Source: TaskAndPurpose.com
After a young American doctor is kidnapped by Islamic extremists near the Syrian capital of Damascus, a crack team of special operators and clandestine agents, backed up by an army of intelligence experts in the States, is tasked with a rescue. So begins a daring mission involving the liberal application of close-quarters combat, gunplay, ad hoc disguises, and well-timed semtex explosives.
This is the basis for the first episode of NBC’s primetime special operations-centered drama “The Brave”, which premieres 10 p.m EDT on Sept. 25. While “The Brave” is billed as a military drama, it comes across more as a uniform-clad “CSI”, “The Blacklist” or “Taken” than a show grounded in the realities of military life.
“The Brave” pans between the team of service members and agents on the ground, commanded by Capt. Adam Dalton (Mike Vogel), and a stateside group of Defense Intelligence Agency analysts, led by Patricia Campbell (Anne Heche). The interplay between the door-kickers downrange and their intelligence handlers in Washington is fairly fresh, but the show still clings to some pretty common cliches in recent military dramas.
Specifically, “The Brave”, like CBS’ “SEAL Team”, and History’s “Six”, focuses on a small community within the already-tiny portion of American society that makes up the military: special operations forces. Between these three shows, you might not realize that Special Operations Command makes up just 2% of the Pentagon’s manpower. If you’re looking for a taste of military life that’s representative of the 1.3 million post-9/11 veterans’ experiences, you probably won’t find it there.
Don’t get me wrong: The show is fun. It has shootouts, banter, secret-squirrel stuff, and a few allusions to juicy backstories, but it’s not a military drama. At least, it doesn’t feel like one. It’s more like a primetime spy or crime show, chambered in 5.56 and 7.62 mm.
The greatest levels of realism in “The Brave” may have taken place off-screen. When the actors and film crew arrived in Morocco to film the pilot, they found their weapons and equipment held up by customs, former Navy SEAL Mikal Vega, a military technical advisor on the show told “Task & Purpose”.
To prevent the pre-filming training from falling behind schedule, Vega made do by fashioning wooden weapons and having the actors maneuver and patrol with the props. If you’ve wandered around Camp Lejeune, North Carolina, you’ve undoubtedly seen a squad or two of Marines walking down the road with “knife hands at the ready”, so in that sense, “The Brave” gets top marks for making its actors train like real troops.
Beyond the prop-heavy initial patrol, Vega also ran the actors through tactical drills, with real weapons this time, before graduating to live-fire training. “We started exposing them to threat awareness and situational awareness, and responsibility to your other teammates, and why you do what you do”, he said. “Why you’re covering a corner this way; why you don’t look away from a threat”.
That training shows, not just in the smoothly executed takedowns of AK-rocking bad guys, but in the mundane details: Nobody’s flagging anyone, the characters cover the areas they’re assigned, and they move down hallways or clear rooms with confidence — even if the show is sometimes more clandestine than combat-heavy.
“The Brave” differs from its SOF-centric TV show competition in one significant way — there’s not a lot of moral ambiguity.
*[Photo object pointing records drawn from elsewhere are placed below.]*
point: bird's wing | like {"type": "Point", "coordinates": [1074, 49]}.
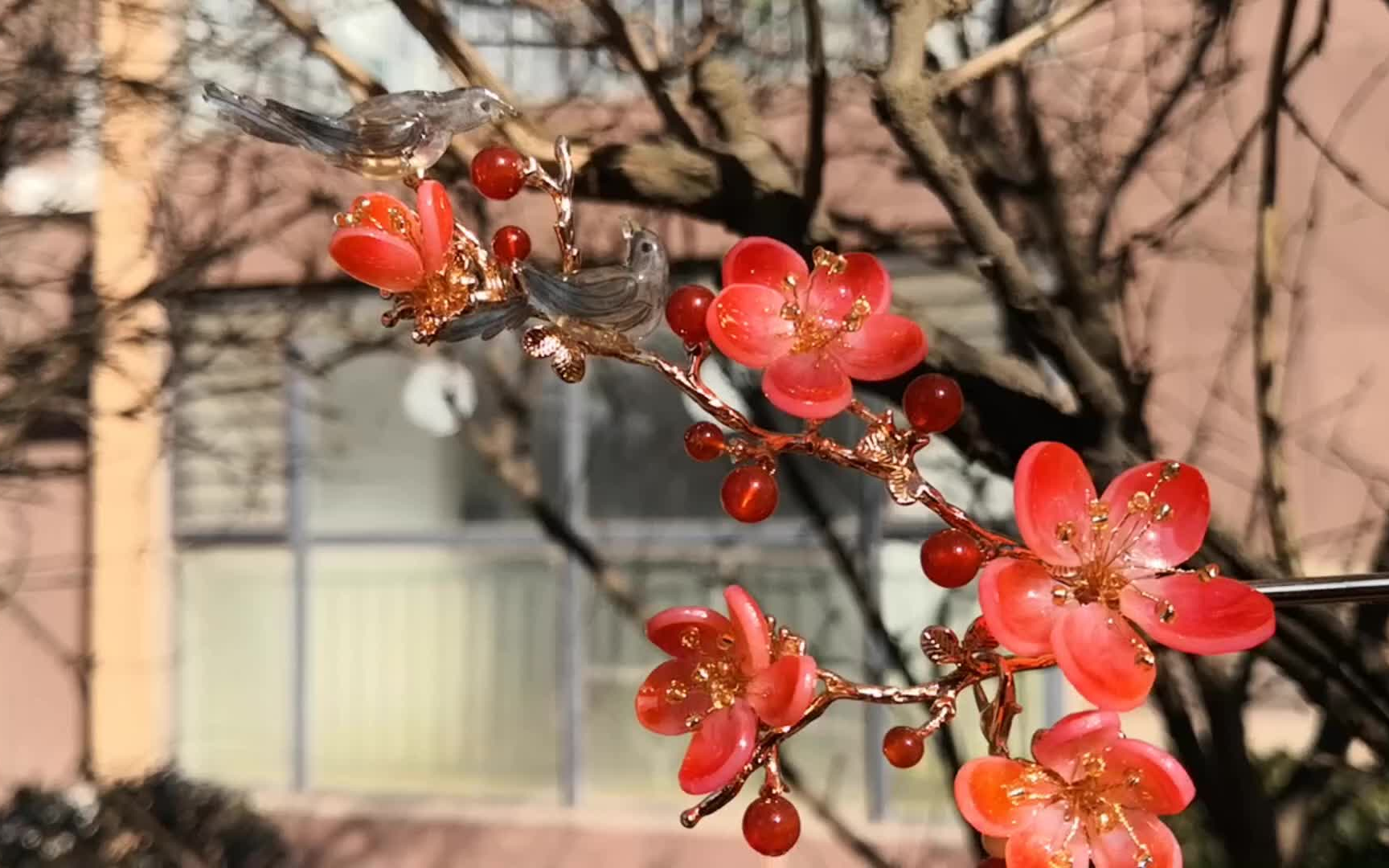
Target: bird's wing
{"type": "Point", "coordinates": [608, 295]}
{"type": "Point", "coordinates": [257, 118]}
{"type": "Point", "coordinates": [488, 322]}
{"type": "Point", "coordinates": [370, 137]}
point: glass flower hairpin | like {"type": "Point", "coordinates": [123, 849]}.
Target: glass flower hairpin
{"type": "Point", "coordinates": [436, 271]}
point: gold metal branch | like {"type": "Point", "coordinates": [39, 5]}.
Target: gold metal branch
{"type": "Point", "coordinates": [940, 696]}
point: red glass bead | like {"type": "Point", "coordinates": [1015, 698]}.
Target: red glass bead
{"type": "Point", "coordinates": [511, 244]}
{"type": "Point", "coordinates": [749, 495]}
{"type": "Point", "coordinates": [686, 311]}
{"type": "Point", "coordinates": [703, 442]}
{"type": "Point", "coordinates": [950, 559]}
{"type": "Point", "coordinates": [498, 173]}
{"type": "Point", "coordinates": [903, 746]}
{"type": "Point", "coordinates": [932, 403]}
{"type": "Point", "coordinates": [771, 825]}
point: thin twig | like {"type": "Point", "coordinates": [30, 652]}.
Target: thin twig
{"type": "Point", "coordinates": [360, 82]}
{"type": "Point", "coordinates": [817, 95]}
{"type": "Point", "coordinates": [908, 97]}
{"type": "Point", "coordinates": [1267, 343]}
{"type": "Point", "coordinates": [1327, 149]}
{"type": "Point", "coordinates": [469, 67]}
{"type": "Point", "coordinates": [623, 40]}
{"type": "Point", "coordinates": [1014, 49]}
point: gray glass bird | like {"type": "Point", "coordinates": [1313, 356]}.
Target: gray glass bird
{"type": "Point", "coordinates": [628, 297]}
{"type": "Point", "coordinates": [387, 137]}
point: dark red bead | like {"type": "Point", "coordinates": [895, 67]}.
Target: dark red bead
{"type": "Point", "coordinates": [511, 244]}
{"type": "Point", "coordinates": [771, 825]}
{"type": "Point", "coordinates": [950, 559]}
{"type": "Point", "coordinates": [903, 746]}
{"type": "Point", "coordinates": [932, 403]}
{"type": "Point", "coordinates": [749, 493]}
{"type": "Point", "coordinates": [686, 311]}
{"type": "Point", "coordinates": [703, 442]}
{"type": "Point", "coordinates": [498, 173]}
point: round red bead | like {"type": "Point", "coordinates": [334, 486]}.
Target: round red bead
{"type": "Point", "coordinates": [703, 442]}
{"type": "Point", "coordinates": [511, 244]}
{"type": "Point", "coordinates": [498, 173]}
{"type": "Point", "coordinates": [950, 559]}
{"type": "Point", "coordinates": [771, 825]}
{"type": "Point", "coordinates": [686, 311]}
{"type": "Point", "coordinates": [932, 403]}
{"type": "Point", "coordinates": [903, 746]}
{"type": "Point", "coordinates": [749, 495]}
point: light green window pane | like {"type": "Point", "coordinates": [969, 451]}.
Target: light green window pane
{"type": "Point", "coordinates": [234, 677]}
{"type": "Point", "coordinates": [432, 671]}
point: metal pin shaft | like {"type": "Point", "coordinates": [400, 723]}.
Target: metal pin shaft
{"type": "Point", "coordinates": [1366, 588]}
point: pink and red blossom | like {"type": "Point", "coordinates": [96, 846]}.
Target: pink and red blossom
{"type": "Point", "coordinates": [1089, 795]}
{"type": "Point", "coordinates": [812, 330]}
{"type": "Point", "coordinates": [385, 244]}
{"type": "Point", "coordinates": [1108, 564]}
{"type": "Point", "coordinates": [724, 677]}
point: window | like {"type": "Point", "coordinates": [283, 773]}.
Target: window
{"type": "Point", "coordinates": [364, 608]}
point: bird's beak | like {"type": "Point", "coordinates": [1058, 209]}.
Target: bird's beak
{"type": "Point", "coordinates": [507, 108]}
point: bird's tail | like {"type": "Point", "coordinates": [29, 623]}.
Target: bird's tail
{"type": "Point", "coordinates": [255, 117]}
{"type": "Point", "coordinates": [488, 322]}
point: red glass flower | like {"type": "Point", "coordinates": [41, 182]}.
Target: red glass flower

CBS’ “SEAL TEAM”, which comes out Sept. 27, and History’s “SIX”, which is moving on to its second season, both make an effort to stay rooted in a moral grey zone, especially when it comes to war and combat, where what you’re usually left with are a number of increasingly bad options.
Not so in “The Brave”. The bad guys are bad and the good guys are good. That’s about as deep as the moral conflict goes.
That simple theme permeates the first episode, when Dalton and his team set out to rescue that kidnapped American doctor. Fearing that the hostage will be killed and the murder aired as a propaganda tool, the team tracks its quarry to a hospital and finds out there’s more to her capture than first appeared. They’re given a new mission: Leave the doctor behind, and kill a notorious terrorist leader instead. We won’t ruin any more details for you, but your wonderful operators make the “right” choice and manage to get out with their ethical compasses still pointing to true North.
While “The Brave” gets points for being entertaining, it misfires when it comes to capturing the complexity and ambiguity of post-9/11 wartime military service, but maybe as the show picks up that’ll change. Either that, or the characters can just swap uniforms for lab coats and it can be rebranded as “CSI: Baghdad”.